More recently, during the 2001 anthrax scare, the government floated the possibility of using the section to obtain cheaper versions of the antibiotic Cipro. The section was not actually invoked, but Bayer AG responded by lowering the drug’s price. Something similar could happen if the government felt patents were hindering a COVID-19 drug.

The section is typically "used to threaten to get a better deal," said John Murray of Morris Manning & Martin LLP, and the government and the patent owner would likely have to reach some agreement about what would be "reasonable" compensation.

"They would work out a deal because that's in everyone's interest not to have a legal fight over it," he said.

Any discussion of the government's powers to override patents is likely premature at this point, Benson said, since it is only likely to be a possibility when there is a treatment that is highly effective. The government is unlikely to take such a dramatic action on a treatment that is merely promising, he said.

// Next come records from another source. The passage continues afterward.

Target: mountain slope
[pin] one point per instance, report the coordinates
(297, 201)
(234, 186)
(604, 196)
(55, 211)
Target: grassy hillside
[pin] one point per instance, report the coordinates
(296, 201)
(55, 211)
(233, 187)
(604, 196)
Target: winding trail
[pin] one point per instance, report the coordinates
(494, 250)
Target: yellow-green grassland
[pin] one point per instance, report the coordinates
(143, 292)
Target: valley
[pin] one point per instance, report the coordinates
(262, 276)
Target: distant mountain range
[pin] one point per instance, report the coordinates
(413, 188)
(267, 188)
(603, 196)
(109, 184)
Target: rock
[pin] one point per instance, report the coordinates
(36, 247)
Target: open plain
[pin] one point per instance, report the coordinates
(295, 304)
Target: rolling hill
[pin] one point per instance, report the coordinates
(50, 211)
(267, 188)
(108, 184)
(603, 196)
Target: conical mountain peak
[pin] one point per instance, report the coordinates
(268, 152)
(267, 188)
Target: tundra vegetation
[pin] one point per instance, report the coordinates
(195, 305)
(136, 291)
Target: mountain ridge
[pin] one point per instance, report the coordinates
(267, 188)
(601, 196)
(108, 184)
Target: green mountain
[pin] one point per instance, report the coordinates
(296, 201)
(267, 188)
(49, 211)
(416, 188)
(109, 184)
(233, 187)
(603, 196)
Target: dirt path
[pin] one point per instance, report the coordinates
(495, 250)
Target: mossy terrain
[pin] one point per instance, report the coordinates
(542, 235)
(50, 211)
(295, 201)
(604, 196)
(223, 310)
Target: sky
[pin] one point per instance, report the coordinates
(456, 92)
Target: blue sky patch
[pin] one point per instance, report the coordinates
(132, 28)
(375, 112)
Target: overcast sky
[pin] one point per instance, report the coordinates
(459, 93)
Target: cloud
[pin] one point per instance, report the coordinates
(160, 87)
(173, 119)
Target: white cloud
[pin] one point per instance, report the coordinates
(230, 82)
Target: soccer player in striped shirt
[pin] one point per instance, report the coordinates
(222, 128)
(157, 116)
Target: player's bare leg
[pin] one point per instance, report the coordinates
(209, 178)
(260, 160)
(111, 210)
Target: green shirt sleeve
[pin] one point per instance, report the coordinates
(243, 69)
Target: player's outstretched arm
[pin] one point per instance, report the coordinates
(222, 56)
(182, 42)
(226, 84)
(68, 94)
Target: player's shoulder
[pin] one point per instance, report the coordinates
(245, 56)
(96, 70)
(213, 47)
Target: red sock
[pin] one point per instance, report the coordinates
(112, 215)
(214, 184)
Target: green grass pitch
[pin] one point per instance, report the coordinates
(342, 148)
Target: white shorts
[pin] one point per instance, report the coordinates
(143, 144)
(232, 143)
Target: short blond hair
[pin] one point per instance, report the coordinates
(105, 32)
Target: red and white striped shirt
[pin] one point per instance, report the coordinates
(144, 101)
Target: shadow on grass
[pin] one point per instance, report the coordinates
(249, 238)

"You certainly don't want to start setting a precedent where we're going to use 1498 on patents that hold maybe some potential but it's not all the way there," he said.

Even in a public health emergency, for it to make sense for the government to override patents, another company would have to be able to step in to manufacture the product at issue, which may or may not be the case for a potential COVID-19 treatment, Conley said.

And government action would only be necessary if a company with a patent effectively sits on it to restrict access to the treatment. Conley said that seems "highly unlikely," given the potential to make money by selling the government a treatment that almost everyone will need.

"Plus you become famous, you become a hero, you become the new Jonas Salk," he said, referencing the creator of the first polio vaccine. "It seems unlikely that anybody is going to sit on a potential therapy here for patent-related reasons."

The U.S. government’s past rejection of calls to seize patents, which have often come in the context of high drug prices, has been viewed as a reluctance to interfere with pharmaceutical prices out of a concern of undermining the incentive to innovate in the risky and expensive drug space.

The pharmaceutical industry "is not like a typical market where someone else could just come in and introduce a competitive product," said Joel Wallace of Schiff Hardin.

However, those concerns might appear less pressing in the context of a global pandemic, attorneys say.

"If it really relates to this crisis, I think in some countries the government may just order a compulsory license for public use," said Ping Wang of Morris Manning. "This is an emergency; you need to save people's lives. So maybe there will be this kind of a situation."

Since just about everyone in the country would want or need a COVID-19 vaccine, generating a sufficient supply could be a concern. If one company isn't able to make enough, Allen said that would be a legitimate use of march-in rights. But he said "it's like the airbag in your car. It's a fail-safe system, and you would hope that we'd be able to work out something more amicable."